Personal information
- Date of birth: 19 July 1988 (age 37)
- Place of birth: Bologna, Italy
- Height: 1.75 m (5 ft 9 in)
- Position: Midfielder

Senior career*
- Years: Team / Apps / (Gls)
- 2007–2008: Bologna / 1 / (0)
- 2008–2010: Foggia / 22 / (2)
- 2010–2011: SPAL / 15 / (0)
- 2011–2014: Parma / 0 / (0)
- 2011–2012: → Crotone (loan) / 0 / (1)
- 2012–2014: → Ascoli (co-ownership) / 31 / (1)
- 2014: Pune City / 6 / (1)

= Davide Colomba =

Italian professional football player (born 1988)

Davide Colomba (born 19 July 1988) is an Italian professional football player who last played for Indian club FC Pune City.

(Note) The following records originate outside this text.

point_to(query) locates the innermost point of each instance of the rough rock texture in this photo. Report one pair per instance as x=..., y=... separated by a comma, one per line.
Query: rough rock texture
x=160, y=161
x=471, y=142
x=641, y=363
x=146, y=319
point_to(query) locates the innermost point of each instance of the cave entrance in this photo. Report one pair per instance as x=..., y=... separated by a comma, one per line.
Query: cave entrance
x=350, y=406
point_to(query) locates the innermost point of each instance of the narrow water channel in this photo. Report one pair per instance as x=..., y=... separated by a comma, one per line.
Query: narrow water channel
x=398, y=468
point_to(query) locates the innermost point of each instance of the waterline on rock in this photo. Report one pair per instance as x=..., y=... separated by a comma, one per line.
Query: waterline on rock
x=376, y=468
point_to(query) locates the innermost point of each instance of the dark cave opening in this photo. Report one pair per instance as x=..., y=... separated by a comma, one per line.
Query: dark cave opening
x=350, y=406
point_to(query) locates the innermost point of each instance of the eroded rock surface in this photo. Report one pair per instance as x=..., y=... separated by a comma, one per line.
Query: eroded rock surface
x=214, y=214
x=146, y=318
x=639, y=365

A midfielder, he is the son of Franco Colomba, who brought Davide to Italian side Parma F.C. when he had been head coach there in the summer of 2011, as well as FC Pune City in the summer of 2014.

==Career==
Davide started his career at Bologna, which also trained his father at youth. Davide made his Serie B debut on 12 January 2008 against Mantova. Davide joined Foggia in 2008 for an undisclosed fee. In 2010, he was signed by SPAL 1907.

===Parma===
In July 2011 Parma swapped the full registration rights of Colomba to 50% registration rights of Francesco Pambianchi and Alessandro Vecchi directly, for €450,000 nominal value in accounting. The profit did not prevent the fold of SPAL. Colomba signed a 3-year contract and was immediately on loan to Serie B club Crotone.

===Ascoli===
On 29 June 2012 Parma bought half of the registration rights of Lorenzo Pasqualini for €1.25 million with half of the rights of Colomba moved to Ascoli for €1.1 million, thus only €150,000 cash was involved. Colomba signed a 5-year contract. Colomba followed Ascoli relegated to the third division in 2013.

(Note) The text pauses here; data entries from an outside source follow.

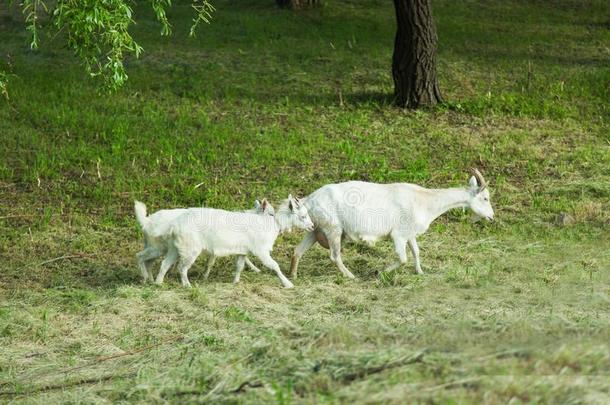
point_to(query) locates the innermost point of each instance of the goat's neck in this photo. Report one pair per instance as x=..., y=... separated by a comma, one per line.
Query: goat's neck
x=283, y=220
x=439, y=201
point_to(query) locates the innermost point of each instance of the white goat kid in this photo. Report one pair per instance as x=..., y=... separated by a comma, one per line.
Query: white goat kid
x=370, y=211
x=156, y=227
x=226, y=233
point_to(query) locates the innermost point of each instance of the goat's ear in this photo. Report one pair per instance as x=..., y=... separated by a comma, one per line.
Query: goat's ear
x=291, y=203
x=473, y=183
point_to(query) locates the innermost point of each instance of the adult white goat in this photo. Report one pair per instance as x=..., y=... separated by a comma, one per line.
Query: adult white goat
x=226, y=233
x=370, y=211
x=156, y=228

In June 2014 Parma bought back Colomba for a peppercorn fee, as well as Pasqualini, Di Gennaro, Gragnoli outright also for a peppercorn. That summer also saw the return of Tamási to Parma on 1 July; Ascoli released Parma half owned Storani on 29 July as well as signing Addae from Parma on 18 July.

===Pune City===
In summer 2014 Davide and his father Franco were signed by Indian team FC Pune City.